ずっとあこがれ続けていたフランス・パリでの日々は瞬く間に過ぎ去っていった。美術館では普段あまり使わない脳の能力を使うためか、一日の終わりにはくたくたになっていた。そうして数日が過ぎたのち、エッフェル塔を横目で見ながら、次なる目的地であるスイスへと向かう。

スイスではなんといってもチーズフォンデュが名物だった。

カナダに留学していたときに知り合ったマギーという女の子が、俺が近くまで来ている話をしたところ、それであればうちに立ち寄ればいいじゃないという話をしてくれたのでその言葉に甘えて会いに行った。

当日、マギーは彼氏と迎えに来た。路面電車に乗って、彼女が住んでいる場所まで一緒に向かった。マギーとはカナダにいる時、何度か仲の良かったブラジル人を介して何度か一緒にダウンタウンで遊ぶ関係だった。彼女はいつでも屈託なく笑うのが印象的だった。

彼女の住むアパートまでたどり着くと、マギーのシェアハウスメイトが出迎えてくれた。なんだか海外ドラマを見たかのようになんだか出来過ぎの光景だった。
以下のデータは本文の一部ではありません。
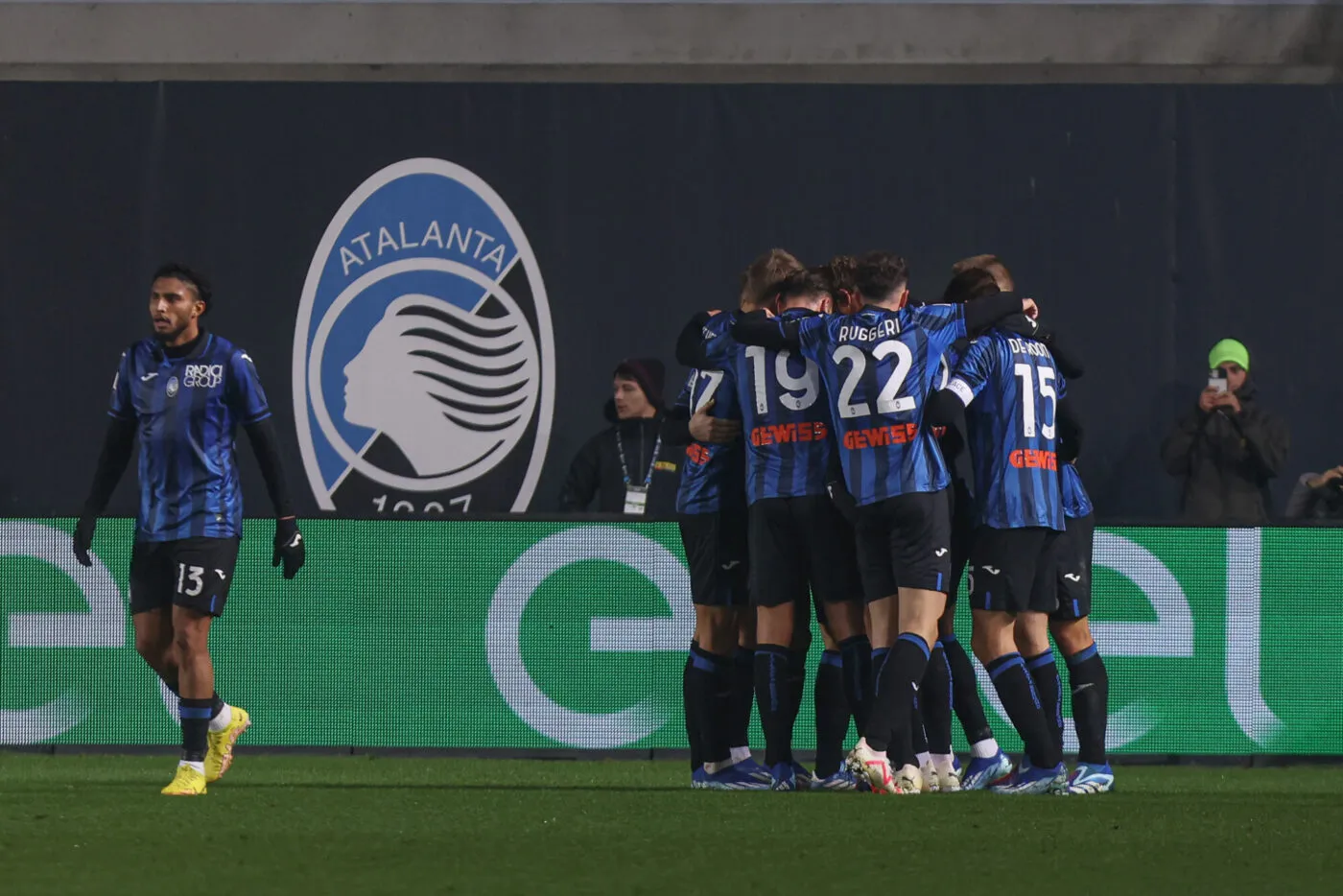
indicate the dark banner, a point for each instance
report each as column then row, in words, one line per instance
column 534, row 234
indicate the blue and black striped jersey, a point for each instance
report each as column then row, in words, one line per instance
column 714, row 476
column 1076, row 502
column 1011, row 389
column 785, row 415
column 879, row 366
column 188, row 410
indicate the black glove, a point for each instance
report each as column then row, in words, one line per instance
column 83, row 539
column 1023, row 325
column 289, row 547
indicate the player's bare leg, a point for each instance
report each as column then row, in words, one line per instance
column 154, row 644
column 1090, row 685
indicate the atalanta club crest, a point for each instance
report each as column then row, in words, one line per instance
column 423, row 352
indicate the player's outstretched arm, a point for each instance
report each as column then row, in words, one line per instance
column 986, row 312
column 942, row 409
column 759, row 328
column 289, row 540
column 111, row 463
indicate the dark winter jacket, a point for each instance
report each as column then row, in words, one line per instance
column 595, row 472
column 1225, row 461
column 1315, row 503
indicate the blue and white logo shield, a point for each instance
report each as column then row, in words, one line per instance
column 423, row 352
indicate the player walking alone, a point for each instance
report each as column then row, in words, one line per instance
column 185, row 391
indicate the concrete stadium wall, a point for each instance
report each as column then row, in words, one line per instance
column 674, row 42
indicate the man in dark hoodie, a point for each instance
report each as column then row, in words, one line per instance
column 630, row 466
column 1228, row 448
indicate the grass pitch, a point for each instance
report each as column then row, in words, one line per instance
column 318, row 825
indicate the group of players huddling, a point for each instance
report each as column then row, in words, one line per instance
column 860, row 413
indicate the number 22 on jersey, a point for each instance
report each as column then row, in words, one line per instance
column 889, row 399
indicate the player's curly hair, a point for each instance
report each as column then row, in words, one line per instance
column 839, row 274
column 990, row 264
column 761, row 278
column 969, row 285
column 803, row 284
column 192, row 278
column 880, row 275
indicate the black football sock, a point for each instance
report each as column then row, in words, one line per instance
column 195, row 724
column 892, row 697
column 856, row 653
column 742, row 697
column 1044, row 672
column 935, row 701
column 711, row 687
column 1090, row 684
column 692, row 712
column 919, row 738
column 869, row 731
column 903, row 742
column 832, row 714
column 775, row 701
column 1017, row 692
column 796, row 684
column 964, row 692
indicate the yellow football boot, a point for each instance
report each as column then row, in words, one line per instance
column 187, row 782
column 221, row 755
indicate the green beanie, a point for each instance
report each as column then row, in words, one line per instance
column 1229, row 351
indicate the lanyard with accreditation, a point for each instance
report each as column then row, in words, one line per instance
column 637, row 496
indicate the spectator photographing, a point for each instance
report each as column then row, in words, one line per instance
column 630, row 466
column 1228, row 448
column 1318, row 496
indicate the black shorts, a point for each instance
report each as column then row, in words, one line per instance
column 188, row 573
column 801, row 547
column 962, row 533
column 904, row 542
column 1014, row 570
column 1074, row 547
column 716, row 553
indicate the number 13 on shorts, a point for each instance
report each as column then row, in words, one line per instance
column 191, row 579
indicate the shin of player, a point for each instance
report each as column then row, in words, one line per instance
column 171, row 389
column 1088, row 681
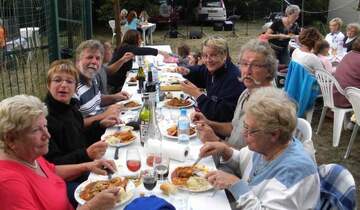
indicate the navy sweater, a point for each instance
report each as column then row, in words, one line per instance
column 223, row 89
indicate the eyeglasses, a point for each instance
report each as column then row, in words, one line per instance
column 60, row 81
column 254, row 66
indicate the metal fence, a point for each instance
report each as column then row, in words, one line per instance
column 38, row 32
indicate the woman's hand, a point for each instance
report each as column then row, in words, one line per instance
column 102, row 201
column 221, row 180
column 97, row 150
column 182, row 70
column 190, row 89
column 99, row 166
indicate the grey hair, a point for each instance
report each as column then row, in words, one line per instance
column 273, row 110
column 354, row 25
column 257, row 46
column 19, row 112
column 291, row 9
column 91, row 44
column 218, row 43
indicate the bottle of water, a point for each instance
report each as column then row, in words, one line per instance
column 183, row 127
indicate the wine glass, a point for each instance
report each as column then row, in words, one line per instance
column 133, row 161
column 149, row 179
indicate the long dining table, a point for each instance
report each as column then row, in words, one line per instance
column 210, row 200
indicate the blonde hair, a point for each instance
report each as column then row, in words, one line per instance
column 19, row 112
column 62, row 66
column 273, row 110
column 218, row 43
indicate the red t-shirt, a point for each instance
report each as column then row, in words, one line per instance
column 21, row 188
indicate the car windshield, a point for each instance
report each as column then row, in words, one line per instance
column 211, row 3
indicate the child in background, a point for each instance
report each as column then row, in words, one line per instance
column 321, row 49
マギーはシェアハウスを一緒にしている友人とともに、スイスの有名な場所を回ってくれた。彼女が住んでいる場所は、都心から少し離れたところにあった。だからと言ってアルプスの少女ハイジのような、大自然に囲まれた土地というわけでもない。一番印象に残っているのは、世界一長いのよと彼女が自慢するジュネーヴの噴水。それ以外はこれといって特筆すべきものはなかったのだが、なんだか居心地の良い場所だった。

♣︎

マギーは気を遣ってくれて、到着したその夜にスイスの名物であるチーズフォンデュをご馳走してくれた。白ワインがほんのり混じる、濃厚なチーズに角切りにされたパンを絡めて食べるのだ。体はどこかぽかぽかと温まるし、なんだかとても満たされた気持ちになった。

マギーと、彼女の彼氏、そしてマギーのシェアハウスメイト、全部で5人程度。どうやら彼女たちは昔からの幼馴染で、勝って知ったる仲ということらしい。彼女たちはそれだけにお互いの昔の恥ずかしい話も何もかも知っていて、その暖かな家族然とした空気が、居心地の良さを醸し出していたかも知れない。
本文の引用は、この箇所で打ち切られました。